The Ridiculous Amount of Energy It Takes to Run Bitcoin
Peter Fairley (via Hacker News):
The ever-expanding racks of processors used by miners already consume as much electricity as a small city. It’s a problem that experts say is bad and getting worse.
[…]
The Bitcoin leech sucking on the world’s power grids has been held in check, so far, by rapid gains in the energy efficiency of mining hardware. But energy and blockchain analysts are worried about the possibility of a perfect storm: Those efficiency gains are slowing while bitcoin value is rising fast—and its potential transaction growth is immense.
[…]
Developers of blockchains for such disparate applications as health care management and solar-power trading see Bitcoin’s energy-intensive design as a nonstarter and are now crafting more sustainable blockchains.

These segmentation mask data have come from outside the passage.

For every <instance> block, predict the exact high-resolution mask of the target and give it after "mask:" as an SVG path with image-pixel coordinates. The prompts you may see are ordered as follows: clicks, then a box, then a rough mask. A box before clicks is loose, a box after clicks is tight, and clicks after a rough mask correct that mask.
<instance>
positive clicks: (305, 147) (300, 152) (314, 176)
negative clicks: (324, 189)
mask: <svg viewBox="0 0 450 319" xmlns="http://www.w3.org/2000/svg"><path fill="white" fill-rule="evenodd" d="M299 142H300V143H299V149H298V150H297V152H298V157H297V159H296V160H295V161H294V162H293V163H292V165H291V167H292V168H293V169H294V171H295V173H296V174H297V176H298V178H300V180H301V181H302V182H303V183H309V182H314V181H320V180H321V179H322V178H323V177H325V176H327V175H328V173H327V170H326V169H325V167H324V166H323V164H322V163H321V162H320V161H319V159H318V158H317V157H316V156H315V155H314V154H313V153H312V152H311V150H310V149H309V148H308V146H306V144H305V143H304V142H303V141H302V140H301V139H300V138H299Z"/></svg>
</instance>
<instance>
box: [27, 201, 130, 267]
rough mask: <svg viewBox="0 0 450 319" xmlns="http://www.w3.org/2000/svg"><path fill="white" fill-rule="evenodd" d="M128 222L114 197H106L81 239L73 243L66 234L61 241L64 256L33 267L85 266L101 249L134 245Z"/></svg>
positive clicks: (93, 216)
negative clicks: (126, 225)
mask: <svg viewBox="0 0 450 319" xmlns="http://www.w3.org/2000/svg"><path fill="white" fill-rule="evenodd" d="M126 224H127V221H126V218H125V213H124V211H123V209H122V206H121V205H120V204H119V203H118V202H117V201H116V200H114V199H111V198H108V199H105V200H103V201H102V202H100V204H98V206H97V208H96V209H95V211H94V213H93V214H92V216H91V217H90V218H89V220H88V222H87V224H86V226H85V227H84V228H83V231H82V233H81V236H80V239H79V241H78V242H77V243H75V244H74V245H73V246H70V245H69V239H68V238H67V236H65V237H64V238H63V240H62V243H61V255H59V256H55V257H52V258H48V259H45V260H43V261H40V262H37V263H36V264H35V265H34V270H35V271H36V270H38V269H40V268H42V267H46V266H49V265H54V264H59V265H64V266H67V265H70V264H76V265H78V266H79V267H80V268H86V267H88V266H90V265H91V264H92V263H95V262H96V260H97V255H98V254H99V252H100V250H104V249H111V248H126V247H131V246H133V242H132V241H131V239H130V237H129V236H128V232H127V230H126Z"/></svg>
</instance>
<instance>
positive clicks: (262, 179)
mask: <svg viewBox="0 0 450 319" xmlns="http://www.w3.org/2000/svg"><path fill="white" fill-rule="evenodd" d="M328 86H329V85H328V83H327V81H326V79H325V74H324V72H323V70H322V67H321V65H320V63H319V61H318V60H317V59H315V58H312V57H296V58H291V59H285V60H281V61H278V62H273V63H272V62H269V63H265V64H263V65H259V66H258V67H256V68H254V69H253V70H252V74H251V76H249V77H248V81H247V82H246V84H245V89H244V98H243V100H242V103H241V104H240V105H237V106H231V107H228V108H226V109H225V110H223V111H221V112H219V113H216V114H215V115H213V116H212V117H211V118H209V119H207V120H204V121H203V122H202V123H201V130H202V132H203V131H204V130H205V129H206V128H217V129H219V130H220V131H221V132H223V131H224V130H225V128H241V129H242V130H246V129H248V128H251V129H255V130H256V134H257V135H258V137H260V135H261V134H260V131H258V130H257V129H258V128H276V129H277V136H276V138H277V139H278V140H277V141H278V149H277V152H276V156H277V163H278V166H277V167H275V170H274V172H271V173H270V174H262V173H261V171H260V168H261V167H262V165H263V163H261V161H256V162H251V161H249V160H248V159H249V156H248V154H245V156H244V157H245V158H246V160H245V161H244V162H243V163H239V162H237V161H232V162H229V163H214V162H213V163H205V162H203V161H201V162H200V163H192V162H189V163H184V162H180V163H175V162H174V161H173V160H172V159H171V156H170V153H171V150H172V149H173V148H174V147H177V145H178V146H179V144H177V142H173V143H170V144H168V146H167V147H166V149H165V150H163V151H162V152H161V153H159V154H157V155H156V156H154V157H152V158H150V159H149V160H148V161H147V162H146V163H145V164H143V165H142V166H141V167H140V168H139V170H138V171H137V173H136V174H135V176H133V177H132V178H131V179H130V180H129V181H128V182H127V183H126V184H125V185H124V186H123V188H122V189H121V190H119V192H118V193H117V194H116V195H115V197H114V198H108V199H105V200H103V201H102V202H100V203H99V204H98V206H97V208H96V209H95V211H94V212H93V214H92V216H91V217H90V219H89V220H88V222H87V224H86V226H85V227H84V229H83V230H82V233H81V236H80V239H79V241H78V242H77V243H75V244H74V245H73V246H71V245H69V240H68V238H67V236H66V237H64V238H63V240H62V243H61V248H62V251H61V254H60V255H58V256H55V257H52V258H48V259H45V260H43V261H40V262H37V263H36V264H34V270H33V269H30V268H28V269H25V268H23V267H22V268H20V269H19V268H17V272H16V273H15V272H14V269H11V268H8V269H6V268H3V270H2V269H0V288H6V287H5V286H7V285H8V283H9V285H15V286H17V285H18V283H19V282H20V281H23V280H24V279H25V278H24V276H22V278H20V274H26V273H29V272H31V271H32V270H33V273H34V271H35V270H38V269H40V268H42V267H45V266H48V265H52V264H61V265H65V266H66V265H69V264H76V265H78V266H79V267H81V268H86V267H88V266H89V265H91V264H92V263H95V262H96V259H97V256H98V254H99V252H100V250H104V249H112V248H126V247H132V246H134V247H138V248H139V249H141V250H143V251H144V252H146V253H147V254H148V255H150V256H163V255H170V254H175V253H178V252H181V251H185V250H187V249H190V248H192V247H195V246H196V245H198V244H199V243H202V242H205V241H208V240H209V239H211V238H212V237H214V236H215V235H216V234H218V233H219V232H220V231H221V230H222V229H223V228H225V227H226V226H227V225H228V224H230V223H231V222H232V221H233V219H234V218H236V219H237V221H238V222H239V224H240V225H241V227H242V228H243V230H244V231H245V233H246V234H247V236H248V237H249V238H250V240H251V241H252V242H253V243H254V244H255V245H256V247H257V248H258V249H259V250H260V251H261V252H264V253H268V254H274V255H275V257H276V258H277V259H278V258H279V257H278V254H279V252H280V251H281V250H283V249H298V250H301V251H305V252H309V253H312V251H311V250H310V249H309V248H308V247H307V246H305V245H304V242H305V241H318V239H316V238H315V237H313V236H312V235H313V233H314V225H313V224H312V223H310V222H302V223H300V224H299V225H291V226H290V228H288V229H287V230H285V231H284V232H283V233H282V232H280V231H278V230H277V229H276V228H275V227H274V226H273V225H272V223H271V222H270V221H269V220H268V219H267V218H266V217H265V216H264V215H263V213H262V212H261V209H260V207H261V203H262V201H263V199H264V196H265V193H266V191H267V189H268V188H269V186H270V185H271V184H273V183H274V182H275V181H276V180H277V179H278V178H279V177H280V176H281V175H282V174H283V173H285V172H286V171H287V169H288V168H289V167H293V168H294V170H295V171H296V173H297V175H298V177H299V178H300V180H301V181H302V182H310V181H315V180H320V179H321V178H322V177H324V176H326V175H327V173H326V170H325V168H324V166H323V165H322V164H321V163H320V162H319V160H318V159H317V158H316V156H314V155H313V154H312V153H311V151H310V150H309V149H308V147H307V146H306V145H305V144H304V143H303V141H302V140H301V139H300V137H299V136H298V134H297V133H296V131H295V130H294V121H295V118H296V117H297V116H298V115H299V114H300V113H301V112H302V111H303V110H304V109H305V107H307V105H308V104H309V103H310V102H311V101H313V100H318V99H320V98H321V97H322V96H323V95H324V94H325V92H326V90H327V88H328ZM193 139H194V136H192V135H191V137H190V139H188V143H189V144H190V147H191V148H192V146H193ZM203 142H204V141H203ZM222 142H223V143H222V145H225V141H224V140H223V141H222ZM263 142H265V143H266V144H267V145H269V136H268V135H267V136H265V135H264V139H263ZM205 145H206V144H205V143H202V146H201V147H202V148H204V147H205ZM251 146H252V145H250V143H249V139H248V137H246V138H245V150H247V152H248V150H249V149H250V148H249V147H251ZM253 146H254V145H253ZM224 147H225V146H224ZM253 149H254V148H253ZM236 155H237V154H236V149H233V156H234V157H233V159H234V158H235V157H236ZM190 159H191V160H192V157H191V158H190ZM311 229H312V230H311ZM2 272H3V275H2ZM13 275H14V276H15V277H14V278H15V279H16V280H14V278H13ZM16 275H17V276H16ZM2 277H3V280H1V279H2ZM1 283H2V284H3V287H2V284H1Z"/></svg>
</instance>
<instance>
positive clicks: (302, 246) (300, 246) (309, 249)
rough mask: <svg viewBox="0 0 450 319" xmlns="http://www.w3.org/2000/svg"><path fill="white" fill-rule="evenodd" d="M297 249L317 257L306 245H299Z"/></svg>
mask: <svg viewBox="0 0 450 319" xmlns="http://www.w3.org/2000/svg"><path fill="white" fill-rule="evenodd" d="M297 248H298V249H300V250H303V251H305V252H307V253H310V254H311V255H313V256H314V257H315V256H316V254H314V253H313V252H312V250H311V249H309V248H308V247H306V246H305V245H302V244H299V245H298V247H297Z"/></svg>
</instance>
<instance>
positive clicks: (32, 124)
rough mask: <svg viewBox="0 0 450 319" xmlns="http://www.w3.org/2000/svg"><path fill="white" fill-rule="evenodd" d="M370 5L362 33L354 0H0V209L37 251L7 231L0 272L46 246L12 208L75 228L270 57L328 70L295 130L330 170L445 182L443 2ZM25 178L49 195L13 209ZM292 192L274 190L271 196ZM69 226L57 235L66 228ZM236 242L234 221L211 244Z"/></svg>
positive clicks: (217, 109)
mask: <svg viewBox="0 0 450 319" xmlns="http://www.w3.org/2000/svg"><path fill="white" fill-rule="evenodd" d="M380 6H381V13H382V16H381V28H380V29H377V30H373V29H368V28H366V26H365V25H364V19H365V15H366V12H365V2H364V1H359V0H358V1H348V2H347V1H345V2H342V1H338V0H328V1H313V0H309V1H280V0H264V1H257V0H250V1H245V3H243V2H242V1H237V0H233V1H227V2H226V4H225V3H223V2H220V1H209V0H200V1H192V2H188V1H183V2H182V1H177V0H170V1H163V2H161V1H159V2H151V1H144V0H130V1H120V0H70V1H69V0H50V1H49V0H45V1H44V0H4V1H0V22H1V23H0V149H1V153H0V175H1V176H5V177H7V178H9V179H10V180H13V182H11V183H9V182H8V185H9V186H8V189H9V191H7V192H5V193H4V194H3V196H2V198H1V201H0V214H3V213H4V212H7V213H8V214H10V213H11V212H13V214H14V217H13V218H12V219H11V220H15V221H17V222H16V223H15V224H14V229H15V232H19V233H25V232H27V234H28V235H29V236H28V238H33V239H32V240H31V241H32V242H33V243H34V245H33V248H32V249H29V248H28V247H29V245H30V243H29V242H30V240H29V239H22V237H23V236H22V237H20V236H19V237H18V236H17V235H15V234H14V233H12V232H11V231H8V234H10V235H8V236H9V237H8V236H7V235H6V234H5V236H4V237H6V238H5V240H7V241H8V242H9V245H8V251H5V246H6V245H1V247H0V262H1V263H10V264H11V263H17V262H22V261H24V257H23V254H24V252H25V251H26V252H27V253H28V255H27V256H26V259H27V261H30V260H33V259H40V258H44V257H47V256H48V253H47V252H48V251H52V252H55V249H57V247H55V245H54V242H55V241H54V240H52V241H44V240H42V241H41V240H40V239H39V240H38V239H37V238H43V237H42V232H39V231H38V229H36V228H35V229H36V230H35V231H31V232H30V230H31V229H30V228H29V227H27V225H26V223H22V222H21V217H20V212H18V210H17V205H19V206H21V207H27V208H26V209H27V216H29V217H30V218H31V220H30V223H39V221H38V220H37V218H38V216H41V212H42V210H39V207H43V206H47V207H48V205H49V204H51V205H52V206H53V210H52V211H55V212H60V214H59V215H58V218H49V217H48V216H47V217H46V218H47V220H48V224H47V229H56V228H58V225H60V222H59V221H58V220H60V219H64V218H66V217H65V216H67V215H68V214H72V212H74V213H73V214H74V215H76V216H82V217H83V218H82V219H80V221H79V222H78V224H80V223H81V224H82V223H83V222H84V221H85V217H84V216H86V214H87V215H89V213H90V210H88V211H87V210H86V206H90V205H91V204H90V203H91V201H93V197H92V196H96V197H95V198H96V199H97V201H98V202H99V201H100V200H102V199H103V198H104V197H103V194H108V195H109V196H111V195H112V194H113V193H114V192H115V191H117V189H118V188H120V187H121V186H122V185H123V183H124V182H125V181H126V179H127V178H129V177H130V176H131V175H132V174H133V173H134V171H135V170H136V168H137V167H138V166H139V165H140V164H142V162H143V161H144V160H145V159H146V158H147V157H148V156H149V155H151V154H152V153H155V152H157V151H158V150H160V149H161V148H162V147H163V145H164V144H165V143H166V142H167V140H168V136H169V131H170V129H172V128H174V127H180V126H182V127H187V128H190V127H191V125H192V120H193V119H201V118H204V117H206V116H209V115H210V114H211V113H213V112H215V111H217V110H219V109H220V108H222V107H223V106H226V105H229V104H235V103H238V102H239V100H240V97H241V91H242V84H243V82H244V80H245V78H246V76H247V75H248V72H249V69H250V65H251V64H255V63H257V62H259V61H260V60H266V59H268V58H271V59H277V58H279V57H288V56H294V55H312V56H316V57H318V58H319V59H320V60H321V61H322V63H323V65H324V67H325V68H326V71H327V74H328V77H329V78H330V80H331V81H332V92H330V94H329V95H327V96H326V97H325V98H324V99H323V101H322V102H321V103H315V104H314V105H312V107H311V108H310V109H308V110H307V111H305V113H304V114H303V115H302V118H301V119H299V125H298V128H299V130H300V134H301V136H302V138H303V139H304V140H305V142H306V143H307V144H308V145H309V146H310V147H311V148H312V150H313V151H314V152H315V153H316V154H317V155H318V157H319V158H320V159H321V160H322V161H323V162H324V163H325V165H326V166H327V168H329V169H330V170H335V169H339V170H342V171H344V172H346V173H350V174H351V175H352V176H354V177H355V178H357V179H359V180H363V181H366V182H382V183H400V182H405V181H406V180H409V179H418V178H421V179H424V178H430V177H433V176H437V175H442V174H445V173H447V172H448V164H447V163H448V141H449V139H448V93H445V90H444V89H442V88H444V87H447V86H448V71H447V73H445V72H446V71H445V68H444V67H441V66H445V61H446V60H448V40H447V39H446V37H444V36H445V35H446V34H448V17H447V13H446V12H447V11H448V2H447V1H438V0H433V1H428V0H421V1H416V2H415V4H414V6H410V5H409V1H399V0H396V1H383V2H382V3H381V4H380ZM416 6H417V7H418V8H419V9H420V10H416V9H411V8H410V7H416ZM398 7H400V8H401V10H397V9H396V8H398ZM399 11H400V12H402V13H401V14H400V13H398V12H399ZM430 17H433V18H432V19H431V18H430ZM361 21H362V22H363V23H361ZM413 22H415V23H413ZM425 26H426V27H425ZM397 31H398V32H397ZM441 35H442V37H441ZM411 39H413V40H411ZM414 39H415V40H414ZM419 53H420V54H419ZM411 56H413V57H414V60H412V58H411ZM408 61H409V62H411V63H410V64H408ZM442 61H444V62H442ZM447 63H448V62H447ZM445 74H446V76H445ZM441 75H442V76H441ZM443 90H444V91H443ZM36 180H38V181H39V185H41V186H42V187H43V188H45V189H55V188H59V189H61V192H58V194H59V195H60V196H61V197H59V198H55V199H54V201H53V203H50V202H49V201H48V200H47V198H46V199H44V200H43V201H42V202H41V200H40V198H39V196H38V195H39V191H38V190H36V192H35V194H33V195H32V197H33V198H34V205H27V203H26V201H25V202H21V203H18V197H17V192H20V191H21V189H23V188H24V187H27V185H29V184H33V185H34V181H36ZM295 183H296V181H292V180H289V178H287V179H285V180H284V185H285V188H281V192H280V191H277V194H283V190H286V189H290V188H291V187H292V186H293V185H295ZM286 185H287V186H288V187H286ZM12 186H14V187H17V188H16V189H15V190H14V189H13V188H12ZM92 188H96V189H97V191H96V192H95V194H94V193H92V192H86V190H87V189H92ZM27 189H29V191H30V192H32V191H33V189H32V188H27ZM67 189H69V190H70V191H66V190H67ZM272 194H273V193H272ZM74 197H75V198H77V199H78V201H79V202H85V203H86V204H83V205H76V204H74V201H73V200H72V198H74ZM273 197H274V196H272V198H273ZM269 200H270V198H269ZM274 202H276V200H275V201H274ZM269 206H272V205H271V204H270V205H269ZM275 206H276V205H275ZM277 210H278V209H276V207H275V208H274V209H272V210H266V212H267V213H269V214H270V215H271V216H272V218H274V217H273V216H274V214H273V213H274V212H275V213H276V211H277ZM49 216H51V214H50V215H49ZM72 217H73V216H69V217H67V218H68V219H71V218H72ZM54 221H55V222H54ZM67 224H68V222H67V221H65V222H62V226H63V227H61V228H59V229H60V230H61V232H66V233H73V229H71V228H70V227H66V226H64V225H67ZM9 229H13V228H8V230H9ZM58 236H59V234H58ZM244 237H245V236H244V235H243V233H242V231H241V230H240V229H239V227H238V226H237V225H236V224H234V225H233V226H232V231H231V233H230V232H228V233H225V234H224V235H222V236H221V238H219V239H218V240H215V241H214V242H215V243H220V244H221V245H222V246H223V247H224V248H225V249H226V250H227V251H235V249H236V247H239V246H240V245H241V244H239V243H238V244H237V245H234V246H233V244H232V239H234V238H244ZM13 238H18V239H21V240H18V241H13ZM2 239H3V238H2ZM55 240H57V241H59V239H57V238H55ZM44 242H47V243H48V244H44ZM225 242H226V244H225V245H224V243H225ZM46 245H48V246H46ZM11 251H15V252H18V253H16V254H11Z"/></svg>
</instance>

Update (2018-12-27): Drew Millard (via Nick Heer):
In his testimony, Narayanan estimates that Bitcoin mining now uses about five gigawatts of electricity per day (in May, estimates of Bitcoin power consumption were about half of that). He adds that when you’ve got a computer racing with all its might to earn a free Bitcoin, it’s going to be running hot as hell, which means you’re probably using even more electricity to keep the computer cool so it doesn’t die and/or burn down your entire mining center, which probably makes the overall cost associated with mining even higher.
3 Comments RSS · Twitter
Mining definitely takes a lot of energy, but it's easily quantifiable. How much energy is used to mint and secure (banks' data centers, armored trucks, etc) the USD? I don't know how to measure or estimate that exactly but if there are estimates it would be really useful to do a comparison.
It's cringe-inducing how awful this is from multiple perspectives (sustainability, social equity, etc...)
@Kevin: A comparison would be interesting if BTC were comparable to USD on the basic requirements of a currency, such as security, optional anonymity, widespread acceptance, transaction speed, and no dramatic fluctuations in value over the short- and long-term. Unfortunately, BTC fails all of these criteria.
The glaring exacerbation of economic inequality promised by crypto-currencies is just icing on the cake. The early/easy mining always goes to people who have the spare time to pay attention to this stuff and the spare cash to buy mining CPUs/GPUs/ASICs and pay the power bills.